Adapun mengenai tanggunggugatnya (civil
liability,) dapat ditanggung sendiri oleh dokter yang bersangkutan atau
dalam kondisi tertentu dapat dialihkan kepada pihak lain berdasarkan ajaran
tanggung-renteng (doctrine of vicarious liability).
Contoh
kasus paling gamblang yang menggambarkan kekurangcermatan pihak pasien dalam
menuntut dan menggugat adalah kasus dilaporkannya dokter ke polisi disertai
pengajuan gugatan ganti rugi ke pengadilan hanya karena bayi yang ditolong
kelahirannya dengan vacuum extractie menderita komplikasi kelumpuhan
otot leher.
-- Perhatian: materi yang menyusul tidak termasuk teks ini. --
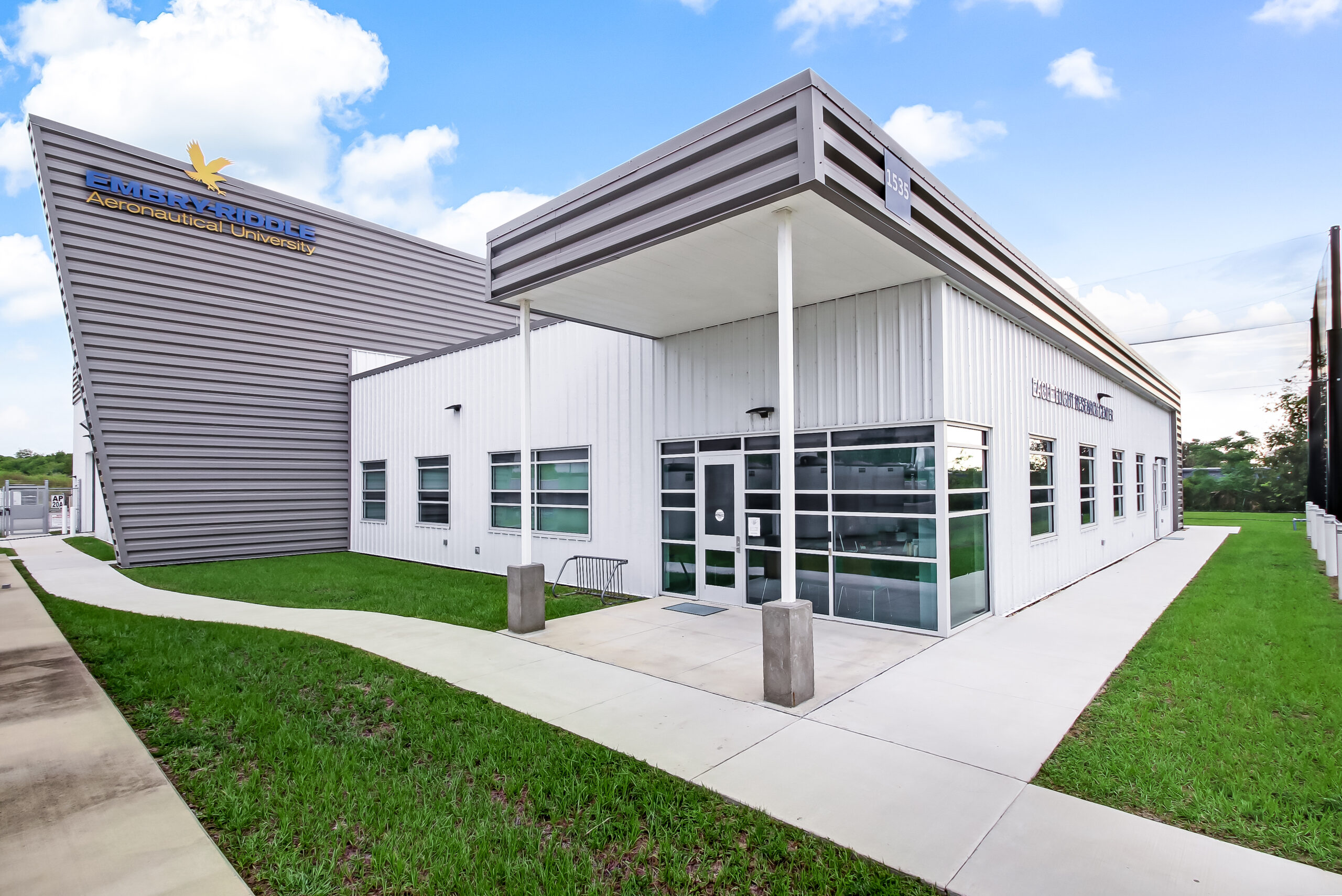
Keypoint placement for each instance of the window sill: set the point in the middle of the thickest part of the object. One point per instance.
(559, 537)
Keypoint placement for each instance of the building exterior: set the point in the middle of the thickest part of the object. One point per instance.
(212, 337)
(262, 376)
(968, 439)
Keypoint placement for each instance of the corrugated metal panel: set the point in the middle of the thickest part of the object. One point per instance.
(859, 360)
(740, 160)
(364, 361)
(592, 388)
(215, 369)
(990, 365)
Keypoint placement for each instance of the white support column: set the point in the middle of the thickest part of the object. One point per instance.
(1330, 547)
(525, 340)
(789, 655)
(787, 413)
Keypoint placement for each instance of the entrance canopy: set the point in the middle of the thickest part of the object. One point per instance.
(685, 236)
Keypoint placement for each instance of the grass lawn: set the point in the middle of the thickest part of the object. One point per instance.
(348, 581)
(320, 770)
(93, 547)
(1226, 718)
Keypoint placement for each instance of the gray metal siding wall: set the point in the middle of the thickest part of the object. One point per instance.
(799, 135)
(215, 369)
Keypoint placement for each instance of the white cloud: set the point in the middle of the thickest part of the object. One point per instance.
(29, 289)
(269, 83)
(1046, 7)
(391, 180)
(936, 137)
(1081, 77)
(814, 15)
(465, 227)
(1128, 313)
(15, 156)
(13, 418)
(1264, 315)
(257, 81)
(1300, 14)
Juga kasus dilaporkannya dokter ke polisi karena terjadinya Steven
Johnson syndrome akibat obat (yang seringkali mustahil dapat diramalkan
sebelumnya). Betul pada kedua kasus itu ada damage, tetapi
persoalannya, adakah unsur dereliction of duty yang secara langsung
telah mengakibatkan damage tersebut?
penelitian
Institute of Medicine diperoleh gambaran bahwa sekitar 2,9 %
sampai 3,7 % dari pasien rawat inap mengalami adverse event, berupa:
1.
Perpanjangan
hospitalisasi.
2. Cacat saat meninggalkan rumah sakit.
3.
Cacat tetap.
4.
Adverse drug event.
5.
Infeksi luka.
6.
Meninggal dunia.
Sekitar 70 % dari adverse
event tersebut diatas disebabkan oleh error (diagnostic, treatment,
preventive and others) yang dapat dicegah sehingga disebut preventable
adverse event dan hanya sekitar 27,6 % dari preventable adverse event
yang dapat dikatagorikan sebagai malpraktek (negligence atau culpa).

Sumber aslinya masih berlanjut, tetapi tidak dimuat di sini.